Too bad I didn't have these nifty "Blind Date Secrets" from good ol' Google in time:
#1) Prepare yourself: The first impression you make will set the mood for the entire date, so prepare in advance to make a good one! Choose clothes that are appropriate for the date, not too revealing or strange. Get a fresh haircut, trim your fingernails, and shine shoes if needed.
#2) Where to go and what to do: Don't center it around a meal. If the date isn't going well and your having dinner, you have to stick it out longer than if you just meet for coffee.
#3) The First Meeting: Arrive a little early, make sure your neatly dressed, and step forward with a polite greeting and a firm handshake. Remember to say thank you and use good manners.
#4) Ending the Date: If you don't want to see the other person again, it is ok to say so politely. Saying something like, "I think we don't have a lot in common" is much kinder than saying "I'll call you" and never calling. Always be kind and make every effort to spare his or her feelings as much as possible.
Please, by all means, trim your fingernails, use your manners and don't wear anything "strange"!
Enough shenanigans and on to the story. Both of my boys have been in a program called Early Childhood Intervention because of speech and communication delays.
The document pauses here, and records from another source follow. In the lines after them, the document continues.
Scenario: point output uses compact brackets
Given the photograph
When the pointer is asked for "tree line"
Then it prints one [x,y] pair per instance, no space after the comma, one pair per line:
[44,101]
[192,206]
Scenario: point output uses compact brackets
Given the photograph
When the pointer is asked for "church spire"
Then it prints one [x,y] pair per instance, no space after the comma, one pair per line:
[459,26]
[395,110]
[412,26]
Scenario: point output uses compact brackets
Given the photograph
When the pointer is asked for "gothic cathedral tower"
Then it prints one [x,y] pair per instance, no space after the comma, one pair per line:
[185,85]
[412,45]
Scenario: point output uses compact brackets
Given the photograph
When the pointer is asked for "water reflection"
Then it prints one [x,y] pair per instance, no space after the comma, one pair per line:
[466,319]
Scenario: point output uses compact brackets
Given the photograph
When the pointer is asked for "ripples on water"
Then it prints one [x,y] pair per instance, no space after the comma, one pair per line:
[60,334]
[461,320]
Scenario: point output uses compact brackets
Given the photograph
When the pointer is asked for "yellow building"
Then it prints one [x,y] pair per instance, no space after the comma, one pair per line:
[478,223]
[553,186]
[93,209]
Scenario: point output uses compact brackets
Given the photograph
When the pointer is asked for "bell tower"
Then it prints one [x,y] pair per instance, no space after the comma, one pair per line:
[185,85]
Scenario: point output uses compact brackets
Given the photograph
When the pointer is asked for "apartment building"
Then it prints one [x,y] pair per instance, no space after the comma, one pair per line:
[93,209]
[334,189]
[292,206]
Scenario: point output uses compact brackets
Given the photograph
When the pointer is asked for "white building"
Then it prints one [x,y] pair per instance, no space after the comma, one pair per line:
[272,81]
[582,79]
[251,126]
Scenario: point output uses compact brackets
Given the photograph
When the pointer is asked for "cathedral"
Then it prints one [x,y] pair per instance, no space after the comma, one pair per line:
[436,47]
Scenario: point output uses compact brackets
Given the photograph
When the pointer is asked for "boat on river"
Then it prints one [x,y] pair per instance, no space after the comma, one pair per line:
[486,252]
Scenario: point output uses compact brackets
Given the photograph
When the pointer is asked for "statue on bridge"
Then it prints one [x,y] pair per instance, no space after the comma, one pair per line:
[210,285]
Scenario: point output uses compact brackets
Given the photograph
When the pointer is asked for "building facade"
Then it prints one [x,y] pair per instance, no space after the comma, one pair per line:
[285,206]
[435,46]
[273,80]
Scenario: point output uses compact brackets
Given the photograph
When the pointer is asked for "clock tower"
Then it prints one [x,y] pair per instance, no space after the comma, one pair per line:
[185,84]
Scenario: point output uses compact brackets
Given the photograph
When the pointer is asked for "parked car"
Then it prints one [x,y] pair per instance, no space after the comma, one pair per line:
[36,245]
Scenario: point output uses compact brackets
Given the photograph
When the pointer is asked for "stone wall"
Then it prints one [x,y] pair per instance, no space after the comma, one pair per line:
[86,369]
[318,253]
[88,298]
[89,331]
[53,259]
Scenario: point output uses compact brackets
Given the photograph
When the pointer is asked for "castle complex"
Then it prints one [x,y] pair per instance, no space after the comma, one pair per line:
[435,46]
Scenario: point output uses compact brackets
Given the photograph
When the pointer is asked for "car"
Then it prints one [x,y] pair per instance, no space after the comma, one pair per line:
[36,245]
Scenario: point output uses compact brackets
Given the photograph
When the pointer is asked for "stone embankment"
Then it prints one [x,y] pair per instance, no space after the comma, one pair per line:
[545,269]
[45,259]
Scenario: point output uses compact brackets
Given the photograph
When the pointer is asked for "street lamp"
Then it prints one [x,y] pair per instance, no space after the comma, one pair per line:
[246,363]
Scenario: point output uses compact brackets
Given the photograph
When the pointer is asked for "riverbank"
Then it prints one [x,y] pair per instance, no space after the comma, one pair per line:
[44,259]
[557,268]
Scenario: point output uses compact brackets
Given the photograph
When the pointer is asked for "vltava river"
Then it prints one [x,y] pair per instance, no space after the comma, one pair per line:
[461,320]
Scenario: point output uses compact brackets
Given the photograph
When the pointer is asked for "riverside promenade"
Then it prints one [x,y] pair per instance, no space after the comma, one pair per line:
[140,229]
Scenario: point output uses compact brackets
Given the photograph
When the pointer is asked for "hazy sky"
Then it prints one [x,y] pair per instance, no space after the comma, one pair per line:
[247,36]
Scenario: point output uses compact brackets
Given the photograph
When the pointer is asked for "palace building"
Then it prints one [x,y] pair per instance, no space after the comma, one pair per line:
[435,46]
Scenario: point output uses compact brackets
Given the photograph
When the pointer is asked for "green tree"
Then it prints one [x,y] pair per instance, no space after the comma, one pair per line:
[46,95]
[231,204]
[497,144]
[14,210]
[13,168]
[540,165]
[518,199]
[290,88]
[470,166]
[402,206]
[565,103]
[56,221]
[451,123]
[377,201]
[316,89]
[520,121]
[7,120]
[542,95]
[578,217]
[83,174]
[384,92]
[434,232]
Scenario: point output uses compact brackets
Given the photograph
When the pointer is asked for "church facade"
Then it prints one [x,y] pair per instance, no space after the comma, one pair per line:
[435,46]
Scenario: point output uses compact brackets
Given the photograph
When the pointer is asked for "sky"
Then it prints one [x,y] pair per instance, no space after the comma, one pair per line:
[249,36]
Krista was our developmental therapist for a while with Caleb. A couple times she mentioned another mom that was a client of her's that lived in Plano, and she thought we would really hit it off. Krista ended up leaving her position to pursue teaching, but before she left she gave my email to the other Mom so that we could get in touch.
We emailed a couple times and traded blog addresses. When I read her blog, I knew we'd get along famously. We just had so many similarities, and she came across on her blog as so down to earth, comfortable with herself, and had a great sense of humor! She has a great way of describing the every day moments of life at home with kids...kind of like Seinfeld for Mom's. So I was excited to meet her and we set up a time to get together at a local Starbucks.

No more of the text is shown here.